Nel primo quadro abbiamo un inizio commovente nel fatto che il padre esaudisce la richiesta del figlio più giovane («dammi la parte del patrimonio che mi spetta») e divide tra loro le sostanze. Il figlio minore vuole sottrarsi ad ogni controllo ed esser libero di godersi la vita. Per noi questa «parte d’eredità» è la nostra esistenza, la nostra libertà, la nostra ragione e le nostre capacità, l’autoresponsabilità: beni preziosi, che abbiamo ricevuto da Dio.

Il secondo quadro è dominato dalla figura del padre, che spia una strada deserta, che spera contro ogni speranza, che appena si profila lontano la figura del figlio gli corre incontro per abbracciarlo, che gli tronca in bocca le parole preparate e lo travolge con la sua compassione e i vestiti nuovi e la festa organizzata per lui.

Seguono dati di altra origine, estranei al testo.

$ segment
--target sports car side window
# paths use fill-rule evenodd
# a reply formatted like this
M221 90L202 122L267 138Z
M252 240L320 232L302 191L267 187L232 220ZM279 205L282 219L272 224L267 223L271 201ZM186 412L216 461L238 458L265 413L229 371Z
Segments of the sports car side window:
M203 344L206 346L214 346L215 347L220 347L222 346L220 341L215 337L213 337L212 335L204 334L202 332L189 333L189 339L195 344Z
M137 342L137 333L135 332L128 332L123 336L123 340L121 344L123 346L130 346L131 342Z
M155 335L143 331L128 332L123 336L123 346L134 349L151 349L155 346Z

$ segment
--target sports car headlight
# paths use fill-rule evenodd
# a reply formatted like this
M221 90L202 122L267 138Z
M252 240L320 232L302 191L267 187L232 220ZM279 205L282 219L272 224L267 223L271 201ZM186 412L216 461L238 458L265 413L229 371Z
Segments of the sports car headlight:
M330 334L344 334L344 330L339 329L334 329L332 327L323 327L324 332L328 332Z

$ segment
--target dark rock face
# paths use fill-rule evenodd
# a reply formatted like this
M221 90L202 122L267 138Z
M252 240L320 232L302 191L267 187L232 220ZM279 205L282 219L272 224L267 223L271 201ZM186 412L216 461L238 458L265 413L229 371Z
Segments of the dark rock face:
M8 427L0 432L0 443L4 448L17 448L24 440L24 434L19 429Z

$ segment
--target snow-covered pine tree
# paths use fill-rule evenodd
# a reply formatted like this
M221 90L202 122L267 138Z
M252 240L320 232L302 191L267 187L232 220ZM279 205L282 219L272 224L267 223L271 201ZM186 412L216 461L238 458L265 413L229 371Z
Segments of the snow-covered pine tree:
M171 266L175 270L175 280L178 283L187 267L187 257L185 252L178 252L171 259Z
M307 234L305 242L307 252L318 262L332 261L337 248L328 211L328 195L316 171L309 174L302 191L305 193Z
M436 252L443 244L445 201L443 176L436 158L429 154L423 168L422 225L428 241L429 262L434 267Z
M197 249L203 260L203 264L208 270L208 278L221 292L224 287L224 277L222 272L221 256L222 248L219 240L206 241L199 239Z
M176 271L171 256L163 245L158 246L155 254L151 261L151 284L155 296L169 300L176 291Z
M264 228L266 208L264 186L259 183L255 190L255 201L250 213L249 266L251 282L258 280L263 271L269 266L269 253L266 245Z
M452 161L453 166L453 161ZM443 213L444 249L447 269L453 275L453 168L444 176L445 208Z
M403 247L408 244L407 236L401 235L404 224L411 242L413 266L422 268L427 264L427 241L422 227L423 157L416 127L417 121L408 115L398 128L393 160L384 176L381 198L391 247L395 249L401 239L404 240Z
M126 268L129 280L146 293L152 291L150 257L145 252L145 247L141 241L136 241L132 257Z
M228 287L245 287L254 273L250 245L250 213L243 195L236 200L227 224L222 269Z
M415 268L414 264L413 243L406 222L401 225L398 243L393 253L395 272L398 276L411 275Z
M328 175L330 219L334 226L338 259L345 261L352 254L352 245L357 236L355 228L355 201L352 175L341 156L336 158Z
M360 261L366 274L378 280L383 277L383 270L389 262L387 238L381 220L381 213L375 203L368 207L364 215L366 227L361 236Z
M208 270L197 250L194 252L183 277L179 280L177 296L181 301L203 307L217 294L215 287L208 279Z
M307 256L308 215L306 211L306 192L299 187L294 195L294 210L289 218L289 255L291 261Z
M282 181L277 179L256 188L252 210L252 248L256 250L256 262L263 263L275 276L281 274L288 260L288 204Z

Il terzo quadro presenta la reazione del figlio maggiore: indignazione e rifiuto di metter piede in casa. Egli protesta clamorosamente dinanzi ad un servo per il comportamento del padre, il quale è costretto a venir fuori di persona a «pregarlo». Ma questa accondiscendenza non smuove il figlio, il quale pronuncia parole amare e ingiuste, ritenendosi offeso personalmente, perché a lui, fedelissimo e ossequiente al padre, non erano state date testimonianze pari a quelle riservate a chi aveva disonorato la famiglia e s’era mangiato con le prostitute i soldi sudati con il lavoro. La frase «questo tuo figlio» è un rigurgito di rabbia.

La parabola tace l’ulteriore reazione sia del figlio maggiore che del figlio minore: l’amore stupendo del padre splende in tutta la sua forza dinanzi a noi, invitati a riconoscere noi stessi in uno dei due figli - o, forse, in tutti e due, a volte nell’uno e a volte nell’altro - per dare la risposta che il cuore di Dio aspetta oggi da noi. In Gesù, Dio è costantemente all’opera per dare agli uomini una vita che soltanto Lui può dare, per colmarli di un amore che è soltanto suo: realtà e mistero insieme, un amore incomprensibile, ma certo; irresistibile per chiunque abbia ancora un cuore d’uomo.

Quel padre - che è Dio - con nessuno dei due figli è riuscito a farsi accettare come padre. Il figlio minore, che è voluto uscire di casa pretendendo subito la sua parte di eredità, anche quando la fame lo fa «rientrare in se stesso» e si pente e torna a casa, continua ad avere una idea sbagliata del padre. Ancor più il figlio maggiore non capisce l’amore gratuito del padre: non solo si indigna per l’accoglienza al fratello pentito, ma ha del suo ruolo di figlio un concetto offensivo per il padre - che non chiama mai «padre» - e dice «ti ho servito», «non ho trasgredito», come se fosse a servizio di un padrone.

«Qui è il cuore del Vangelo. Il cuore del mistero incomprensibile di Dio. Tanto incomprensibile che Dio manda i suoi “ambasciatori” come l’apostolo Paolo a dirci: “Vi supplichiamo in nome di Cristo: lasciatevi riconciliare con Dio”. Le posizioni sembrano capovolte. È come se la vittima di una grave ingiustizia implorasse il colpevole di consentirle il gesto liberatorio del perdono. È come se il creditore insistesse presso il debitore inadempiente cronico perché lo autorizzasse a strappare il documento del suo debito. Quale assurdità di amore! Il ritorno-conversione è la Pasqua attesa per ognuno» (Orazio Petrosillo).